3. $\| f_n'\|_{L^2 (I)} \to 0$.

We define $g_n$ as follows

• $g_n (x) = 0$ for $x \in (0, a - \frac{1}{n}) \cup (b + \frac{1}{n}, 1)$.
• $g_n (x) = 1$ for $[a, b]$.
• $g_n (x) = n(x-a + \frac{1}{n})$ for $x \in [a - \frac{1}{n}, a)$.
• $g_n (x) = n(-x + b + \frac{1}{n})$ for $x \in [b, b + \frac{1}{n})$.
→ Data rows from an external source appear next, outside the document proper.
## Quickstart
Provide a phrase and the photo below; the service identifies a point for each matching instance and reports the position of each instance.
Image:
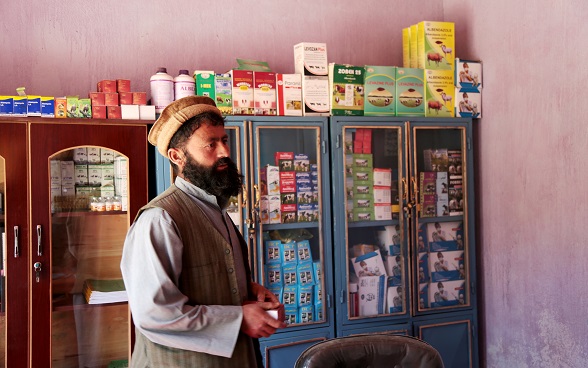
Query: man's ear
(176, 156)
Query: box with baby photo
(273, 275)
(289, 296)
(272, 252)
(448, 293)
(304, 252)
(423, 266)
(305, 294)
(288, 252)
(394, 298)
(305, 274)
(372, 295)
(289, 274)
(423, 296)
(447, 266)
(369, 264)
(445, 236)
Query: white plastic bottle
(184, 85)
(162, 90)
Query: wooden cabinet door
(72, 244)
(14, 299)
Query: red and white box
(264, 93)
(289, 94)
(243, 92)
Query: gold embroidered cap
(174, 115)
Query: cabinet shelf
(68, 302)
(372, 223)
(294, 225)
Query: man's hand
(262, 294)
(257, 322)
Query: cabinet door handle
(39, 246)
(16, 248)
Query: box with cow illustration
(436, 45)
(410, 92)
(380, 90)
(468, 104)
(346, 89)
(223, 90)
(439, 93)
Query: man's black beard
(220, 183)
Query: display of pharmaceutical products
(441, 184)
(90, 179)
(293, 275)
(376, 279)
(368, 189)
(442, 266)
(289, 190)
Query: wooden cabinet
(14, 224)
(68, 243)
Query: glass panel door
(440, 191)
(288, 167)
(81, 208)
(89, 220)
(375, 251)
(3, 256)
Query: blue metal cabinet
(425, 239)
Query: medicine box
(468, 104)
(242, 92)
(6, 105)
(205, 83)
(223, 93)
(410, 92)
(346, 89)
(468, 74)
(289, 94)
(264, 93)
(33, 105)
(440, 93)
(380, 90)
(47, 106)
(315, 96)
(310, 59)
(19, 107)
(436, 45)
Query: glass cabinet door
(14, 271)
(88, 186)
(291, 170)
(2, 267)
(439, 188)
(89, 220)
(373, 255)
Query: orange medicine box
(123, 85)
(139, 98)
(113, 112)
(107, 86)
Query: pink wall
(532, 145)
(53, 49)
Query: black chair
(370, 351)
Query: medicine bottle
(184, 85)
(162, 89)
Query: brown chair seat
(370, 351)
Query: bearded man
(184, 263)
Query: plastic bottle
(184, 85)
(162, 90)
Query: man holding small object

Then $(g_n) \subset H^1_0 (I)$ satisfies above three conditions. However, $g_n \notin C^\infty (I)$. Could you explain how to get my desired $(f_n)$?

Answer 1

You are wrong in claiming that $\| g_n'\|_{L^2 (I)} \to 0$. Indeed, $\| g_n'\|_{L^2 (I)}^2 = 2n$. On the other hand, such sequence $(f_n)\subset C^\infty_c (I)$ could not exist. This is due to the following remark at page 204 of Brezis' Functional Analysis:

Remark 4. It is convenient to keep in mind the following fact, which we have used in the proof of Proposition 8.1: let $\left(u_n\right)$ be a sequence in $W^{1, p}$ such that $u_n \rightarrow u$ in $L^p$ and $\left(u_n^{\prime}\right)$ converges to some limit in $L^p$; then $u \in W^{1, p}$ and $\left\|u_n-u\right\|_{W^{1, p}} \rightarrow 0$. In fact, when $1<p \leq \infty$ it suffices to know that $u_n \rightarrow u$ in $L^p$ and $\left\|u_n^{\prime}\right\|_{L^p}$ stays bounded to conclude that $u \in W^{1, p}$ (see Exercise 8.2).